Et vous voulez savoir le pire ? C'est que si vous avez choisi l'option minimum pour la mémoire vive, et qu'avec le temps vos besoins augmentent. Si votre RAM n'est plus suffisante, macOS va utiliser automatiquement de la mémoire virtuelle sur le disque dur. Le disque va alors s'user encore plus rapidement.
Heureusement, il n'est pas encore contre-indiqué d'installer macOS sur un disque autre que celui présent dans la puce, mais si, techniquement, le Mac sera bien moins performant. Donc, si le disque contenu dans la puce devient inutilisable, il y a toujours une solution annexe.
Et ce n'est pas fini ! Car si l'on veut mettre un disque Time Machine, il faut donc un disque supplémentaire.

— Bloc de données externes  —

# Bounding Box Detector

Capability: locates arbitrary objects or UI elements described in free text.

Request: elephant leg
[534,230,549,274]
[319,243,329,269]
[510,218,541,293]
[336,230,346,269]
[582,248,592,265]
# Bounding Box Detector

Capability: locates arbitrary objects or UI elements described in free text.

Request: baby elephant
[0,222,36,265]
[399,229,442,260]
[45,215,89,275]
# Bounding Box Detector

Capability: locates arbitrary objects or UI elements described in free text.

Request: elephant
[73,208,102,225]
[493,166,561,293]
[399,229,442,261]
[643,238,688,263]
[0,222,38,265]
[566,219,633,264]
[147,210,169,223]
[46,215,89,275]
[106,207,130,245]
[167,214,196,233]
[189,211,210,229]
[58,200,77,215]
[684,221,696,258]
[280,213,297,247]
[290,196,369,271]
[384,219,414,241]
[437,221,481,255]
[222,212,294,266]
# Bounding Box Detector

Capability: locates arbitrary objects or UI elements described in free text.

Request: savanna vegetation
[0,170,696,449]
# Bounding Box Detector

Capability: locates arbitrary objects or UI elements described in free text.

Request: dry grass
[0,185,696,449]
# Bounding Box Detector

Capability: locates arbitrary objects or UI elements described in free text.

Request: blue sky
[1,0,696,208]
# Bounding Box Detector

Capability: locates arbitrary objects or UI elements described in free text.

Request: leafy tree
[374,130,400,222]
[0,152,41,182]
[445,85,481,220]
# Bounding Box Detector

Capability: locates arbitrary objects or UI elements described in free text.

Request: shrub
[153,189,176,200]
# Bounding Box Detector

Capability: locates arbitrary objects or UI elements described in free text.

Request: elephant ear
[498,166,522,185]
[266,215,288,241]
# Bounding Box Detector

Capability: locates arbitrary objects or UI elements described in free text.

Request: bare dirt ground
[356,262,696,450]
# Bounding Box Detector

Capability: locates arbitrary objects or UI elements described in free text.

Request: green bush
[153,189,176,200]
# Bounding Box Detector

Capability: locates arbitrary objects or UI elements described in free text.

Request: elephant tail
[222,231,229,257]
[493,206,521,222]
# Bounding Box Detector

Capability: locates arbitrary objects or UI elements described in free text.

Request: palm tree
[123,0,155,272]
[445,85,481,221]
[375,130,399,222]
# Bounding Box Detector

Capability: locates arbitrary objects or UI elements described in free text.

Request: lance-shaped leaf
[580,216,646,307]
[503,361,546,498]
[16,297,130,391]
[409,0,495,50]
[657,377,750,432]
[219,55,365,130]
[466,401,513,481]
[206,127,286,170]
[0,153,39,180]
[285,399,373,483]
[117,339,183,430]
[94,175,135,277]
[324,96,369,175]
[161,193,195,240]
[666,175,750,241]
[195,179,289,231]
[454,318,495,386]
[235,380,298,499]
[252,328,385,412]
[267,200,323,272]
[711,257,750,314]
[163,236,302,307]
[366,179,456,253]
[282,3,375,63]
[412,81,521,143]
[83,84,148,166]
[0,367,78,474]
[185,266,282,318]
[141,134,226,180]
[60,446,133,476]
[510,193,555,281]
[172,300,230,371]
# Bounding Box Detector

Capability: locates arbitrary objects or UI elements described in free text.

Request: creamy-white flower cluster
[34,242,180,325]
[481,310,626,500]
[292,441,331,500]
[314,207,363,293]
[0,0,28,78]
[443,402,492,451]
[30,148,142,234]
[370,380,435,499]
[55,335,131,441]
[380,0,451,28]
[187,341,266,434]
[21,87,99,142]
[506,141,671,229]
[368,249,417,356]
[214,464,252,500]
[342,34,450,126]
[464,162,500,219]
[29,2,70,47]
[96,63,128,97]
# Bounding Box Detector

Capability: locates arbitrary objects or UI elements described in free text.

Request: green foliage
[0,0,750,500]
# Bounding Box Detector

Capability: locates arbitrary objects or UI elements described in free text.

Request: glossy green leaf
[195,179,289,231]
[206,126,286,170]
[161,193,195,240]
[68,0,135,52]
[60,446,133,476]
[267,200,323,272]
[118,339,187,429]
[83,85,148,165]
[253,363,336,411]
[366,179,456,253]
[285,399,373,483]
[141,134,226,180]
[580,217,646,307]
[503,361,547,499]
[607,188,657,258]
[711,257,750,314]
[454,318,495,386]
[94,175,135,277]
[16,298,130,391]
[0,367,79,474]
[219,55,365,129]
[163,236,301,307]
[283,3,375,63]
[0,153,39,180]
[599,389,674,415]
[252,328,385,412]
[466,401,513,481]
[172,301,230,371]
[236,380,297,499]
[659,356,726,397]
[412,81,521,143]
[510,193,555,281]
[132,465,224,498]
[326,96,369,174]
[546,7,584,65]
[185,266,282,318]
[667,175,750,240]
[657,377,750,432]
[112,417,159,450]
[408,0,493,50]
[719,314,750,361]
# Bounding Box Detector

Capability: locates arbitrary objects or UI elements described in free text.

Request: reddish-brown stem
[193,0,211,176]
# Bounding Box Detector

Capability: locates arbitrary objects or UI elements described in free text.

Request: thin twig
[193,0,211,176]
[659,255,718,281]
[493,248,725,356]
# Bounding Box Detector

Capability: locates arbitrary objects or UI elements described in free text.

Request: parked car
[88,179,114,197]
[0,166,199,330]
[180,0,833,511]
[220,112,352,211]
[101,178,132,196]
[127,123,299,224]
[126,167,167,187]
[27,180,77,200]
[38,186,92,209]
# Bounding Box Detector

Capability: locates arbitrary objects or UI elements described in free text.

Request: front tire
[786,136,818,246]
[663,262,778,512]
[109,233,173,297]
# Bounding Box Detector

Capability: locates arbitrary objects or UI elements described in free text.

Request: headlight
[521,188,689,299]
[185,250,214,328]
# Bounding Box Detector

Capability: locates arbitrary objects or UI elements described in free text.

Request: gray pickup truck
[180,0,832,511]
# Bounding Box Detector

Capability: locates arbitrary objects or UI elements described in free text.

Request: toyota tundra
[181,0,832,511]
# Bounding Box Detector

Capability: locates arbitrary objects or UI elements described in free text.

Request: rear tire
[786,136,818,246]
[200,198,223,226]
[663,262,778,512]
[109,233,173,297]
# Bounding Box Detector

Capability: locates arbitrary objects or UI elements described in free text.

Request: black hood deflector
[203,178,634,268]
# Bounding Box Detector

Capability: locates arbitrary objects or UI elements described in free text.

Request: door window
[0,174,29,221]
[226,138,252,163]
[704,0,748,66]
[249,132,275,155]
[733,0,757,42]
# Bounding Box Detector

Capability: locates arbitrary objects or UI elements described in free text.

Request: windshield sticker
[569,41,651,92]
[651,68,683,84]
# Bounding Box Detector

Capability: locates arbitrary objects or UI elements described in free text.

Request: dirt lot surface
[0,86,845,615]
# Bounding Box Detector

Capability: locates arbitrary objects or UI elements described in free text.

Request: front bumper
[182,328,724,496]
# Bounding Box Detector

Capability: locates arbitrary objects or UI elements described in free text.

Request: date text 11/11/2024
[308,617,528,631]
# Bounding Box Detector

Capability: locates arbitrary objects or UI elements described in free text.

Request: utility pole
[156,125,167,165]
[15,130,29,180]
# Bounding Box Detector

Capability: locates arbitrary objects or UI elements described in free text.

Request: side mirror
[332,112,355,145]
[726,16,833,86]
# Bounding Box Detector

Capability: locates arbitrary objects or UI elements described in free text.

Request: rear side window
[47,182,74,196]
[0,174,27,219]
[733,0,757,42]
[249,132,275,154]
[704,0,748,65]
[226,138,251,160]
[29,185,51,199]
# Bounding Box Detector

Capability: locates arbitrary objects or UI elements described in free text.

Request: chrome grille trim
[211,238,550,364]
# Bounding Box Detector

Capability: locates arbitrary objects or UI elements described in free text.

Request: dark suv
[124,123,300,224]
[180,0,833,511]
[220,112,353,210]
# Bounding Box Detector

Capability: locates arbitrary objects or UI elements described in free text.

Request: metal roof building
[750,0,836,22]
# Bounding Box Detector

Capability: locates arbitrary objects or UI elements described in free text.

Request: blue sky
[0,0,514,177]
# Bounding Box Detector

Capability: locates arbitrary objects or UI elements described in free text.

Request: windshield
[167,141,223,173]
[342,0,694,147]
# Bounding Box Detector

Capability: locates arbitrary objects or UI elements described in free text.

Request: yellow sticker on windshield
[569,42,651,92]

Et si on souhaite le mettre en interne, comme sur un Mac Pro 2009-2012, il faut acheter un rack en plus, à mettre en interne, 250 € supplémentaire. Ce nouveau Mac Pro ne dispose que de 2 ports SATA interne, donc pour ajouter du stockage en interne pour limiter les cables, il faudra passer par une carte PCI sur laquelle on place des SSD en NVME, comme celle que nous en avions placé dans un Mac Pro 2009. C'est encore 400 € pour la version 4 ports et plus de 800 € pour la version 8 ports, sans compter les SSD à mettre dessus.
Ce Mac Pro sera commercialement un succès, c'est sûr, car c'est une machine Apple, peu de soucis à se faire. Cependant, son absence d'évolutivité, son tarif, et sa proximité technique avec le Mac Studio 2 fois moins cher, risquent de lui faire prendre le même chemin que le Mac Pro 2013. Il risque d'être délaissé au détriment d'autre machine, en se tournant vers un Mac Pro 2019 d'occasion, vers une autre machine de la gamme, un Mac Studio ou un iMac, ou encore vers l'univers PC ou Linux, mais quelque soit la solution, ce sera non sans gâcher son plaisir. Et oui, le Mac pour ceux qui aimaient le Mac il y a 25 ou 30 ans, ceux qui ont supporté cette marque pendant ses années difficiles, c'est malheureusement terminé. Dommage.